Now - you say the lag is expected as updates just take longer during the night.
So you can't change the thresholds in OCUM on a per relationship bases, but how about accounting for the longer updates in your snapmirror schedule?
I assume you currently have a pretty simple schedule, meaning just every 5min.
How about you building a slightly more sophisticated schedule that accounts for the longer update times at night?
With that OCUM will apply the 150% and 200% Threshold to each intervall individually. So lets say you keep 5min from 8am to 8pm, but change to 20min from 8pm to 8am, then alerts would only be triggered by lagtimes of 30min or more at night, but 7.5min and 10min respectively during the day.
Kind regards, Niels
If this post helped you, help others by marking it as solution or give kudos.
I'm intruigued by your suggestion of creating a more sophisticated schedule, but I'm not sure how it can be done?
From what I can see, a SnapMirror relationship can only have a single cron schedule assocaited with it, so i guess the schedule is where we need to apply the sophistication. I'd love to see some examples please because at the moment the only solution I can see is to have a very long schedule that specifies every time option, e.g. 8:05, 8:10, 8:15, 8:20, 8:25, 8:30, 8:35, 8:40, 8:45, 8:50, 8:55, 9:00, 9:05, etc, etc
Apologies, I should have said that I can create a job schedule interval, but when I try to attach this to a SnapMirror relationship's schedule using "snapmirror modify -destination-path <path> -schedule <interval_name>, it gives me that error message.
Thanks for your help with this!
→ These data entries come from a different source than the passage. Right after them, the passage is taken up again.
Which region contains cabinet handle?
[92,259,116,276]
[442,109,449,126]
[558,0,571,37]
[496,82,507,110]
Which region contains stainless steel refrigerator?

I'm just setting up mirrors between different versions of sims on my laptop to see if I can replicate the error on 9.1 and 9.3, just in case there's a setting on our prod clusters preventing it from working with intervals.
Phew, thank you for confirming you also see the same problem because I still had the error on my 9.6 sim! I've since been looking on the support pages to try see what I was doing wrong before raising a support case. No problems for the confusion, I'm glad it wasn't just me!
Hopefully this thread can be used as evidence to request an RFE with OCUM Product Management for SnapMirror Lag Thresholds per Relationship please?
chiming in here too. This feature is not currently on the roadmap for ActiveIQ Unified Manager. I have raised an RFE. (1258908) for consideration by engineering. I have also briefly spoken to the PM. All of that said, this definitely won't make 9.7, which means 9.8/9.9 at the earliest! So you may want to try with those long schedules for those tricky individual relationships. You can play about with the "Advanced" schedule pane in "Schedules" in System Manager, it allows you to be very specific with Month/Day/Week/Hour/Minute, and these can definitely be applied to individual volume relationships.
Let us know if this gives you a temporary workaround!